This recipe is a part of a series of recipes that I will be posting as an accompaniment to my newly launched podcast, Not Just Dhansak. On the podcast I chat to friends, fellow Bawas and Parsi entrepreneurs about all things bhonu and the recipes in these series are a result of the chats I have with them on the show. Check out the podcast here.
One of the things I miss the most about Mumbai is the joy of digging into a creamy crispy Chicken Puff from PAC in GrantRoad. Ironically, I discovered these beauties when I got married and lived in Dadar instead of during my childhood in Tardeo & GrantRoad. Its good I discovered them late in life though because if I had known about them sooner, I might be another 15kg heavier than I already am.
For those of you that don’t know, PAC is short for the Parsi Amelioration Committee. They have a very tiny shop that’s right opposite Chikal Wadi Parsi Colony (or Bhatia Hospital for the non-Parsis) that has been around for decades and is usually manned by a couple of cute old Parsi Aunties or sometimes a grumpy Parsi uncle. PAC was originally started to give widowed Parsi ladies and women from poor income families an avenue to cook and sell their food.
The food they sell is nothing fancy. Just good, honest food that tastes amazing. Like my favourite Bawi food writer, Meher Mirza puts it – it’s food for the soul. Their popularity can be judged by the fact that you will usually find a mob of people standing outside their small kiosk from 11.30 when the food arrives right until about 2 or 3pm when they are completely sold out. My in-laws and the family love the puffs so much that we had an unsaid rule where if any family member was travelling town side, they had to compulsarily make a stop at Nana Chowk and pick up at least 18 puffs to last for the week. Same goes for my Dad who is an ardent fan of their Kheema Kebabs. And if you have money leftover after buying the puff and the kebabs, then you should certainly also indulge in some Chapat and also the Mithu Dahi.
To hear Meher and me rant about PAC you can also check out our podcast episode that we did together. I love the place so much that it’s the start of the food walks I used to host around Grant Road and I’ve introduced it to countless other Mumbaikars and also international guests visiting Mumbai. Across the board, the Chicken Puffs have been everyone’s favourite.

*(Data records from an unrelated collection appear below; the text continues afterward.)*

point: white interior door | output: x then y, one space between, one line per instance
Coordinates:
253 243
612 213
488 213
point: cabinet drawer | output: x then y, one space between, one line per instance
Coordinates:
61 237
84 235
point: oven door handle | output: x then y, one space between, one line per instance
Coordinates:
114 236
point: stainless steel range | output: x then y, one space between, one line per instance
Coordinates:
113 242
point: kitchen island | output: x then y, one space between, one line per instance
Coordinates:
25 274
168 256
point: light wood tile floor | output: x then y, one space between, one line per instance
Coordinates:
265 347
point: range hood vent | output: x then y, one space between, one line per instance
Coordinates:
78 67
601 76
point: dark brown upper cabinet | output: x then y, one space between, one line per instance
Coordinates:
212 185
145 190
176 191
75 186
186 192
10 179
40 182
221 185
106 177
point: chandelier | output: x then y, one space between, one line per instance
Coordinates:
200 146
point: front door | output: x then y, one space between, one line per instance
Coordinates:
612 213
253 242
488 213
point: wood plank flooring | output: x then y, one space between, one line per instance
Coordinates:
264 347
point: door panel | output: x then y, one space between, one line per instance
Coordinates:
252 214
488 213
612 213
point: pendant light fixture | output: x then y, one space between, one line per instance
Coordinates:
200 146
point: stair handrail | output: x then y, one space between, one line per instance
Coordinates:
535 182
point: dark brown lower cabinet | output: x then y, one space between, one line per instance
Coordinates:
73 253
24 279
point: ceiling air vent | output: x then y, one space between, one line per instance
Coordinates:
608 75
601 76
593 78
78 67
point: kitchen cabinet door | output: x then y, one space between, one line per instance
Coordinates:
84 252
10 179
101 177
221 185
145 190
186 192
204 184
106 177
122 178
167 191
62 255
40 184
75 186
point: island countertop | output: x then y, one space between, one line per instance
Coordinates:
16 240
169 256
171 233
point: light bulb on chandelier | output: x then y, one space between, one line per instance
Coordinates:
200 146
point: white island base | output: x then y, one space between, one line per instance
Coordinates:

Now that we’ve settled into a routine here in NZ, it was about time I tried to replicate these treat I missed so much and this recipe is a version I’ve settled on after about three tries. You can ofcourse make it more creamy or cheesy if you like and for sure my version has more chicken in it than the ones at PAC. But hey, that’s the joy of making something at home, right?
I did make these with the ready puff pastry though if you wanted to make one big pie I’d recommend going with a shortcrust pastry instead. And, a final note is that you don’t have to make them as stand up puffs in silicon trays. You can just make the filling and make them as rectangular ones which are easy to bake and are a smaller size that’s perfect for parties.
- 500 gram Boneless Chicken Thighs
- 1.5 tsp salt
- 0.5 tsp pepper
- 0.5 tsp thyme
- 2 tbsp butter
- 3 tbsp butter
- 100 gram onion, finely chopped
- 5 cloves garlic, finely chopped
- 3 green chillies
- 0.5 tsp rosemary
- 1 tsp fresh thyme (dried works too)
- 4 tbsp flour
- 1.5 cup milk
- 50 ml fresh cream
- 50 gram cheese
- pastry sheets
- egg for brushing
- Marinate chicken with salt and pepper
- Heat a pan, add butter and thyme
- Add in the chicken and allow it to cook for about 10 mins until tender
- Once cool, finely chop the chicken into small pieces. Set aside.
- Finely chop the onion, garlic, green chillies, rosemary and thyme
- In a pan, heat the butter and add in the onions
- Once translucent, add in garlic and chillies. Allow to cook for 2 mins
- Next add in the flour and mix well. If needed, add in another tbsp of butter
- Slowly pour in the milk mixing well to avoid any lumps. Grate the cheese and add it in. Add in the cream.
- Blend the white sauce to make a smooth paste if you like. If you don't mind the bite of onion in your mouth you can leave it as is.
- Mix in the white sauce with the chicken. Allow to cool in the fridge
- Preheat the oven with 180degrees on fan bake
- Use a silicon muffin tray, spray some oil.
- With a 4.5" and 2.5" round cutters, cut 18 circles of each size
- Place the larger circle in the muffin pan and fill with a tablespoon or two of chicken filling.
- To seal lightly apply egg wash on the outer edge of the cup. Cover with the smaller disc and brush top with egg wash
- Fan bake on 180degs and bake for 20 -30 mins until puffed and golden brown
- In case your pastry it not quite golden from the bottom, remove the puffs from the silicon moulds and put them into the oven on fan bake for a further 10 minutes.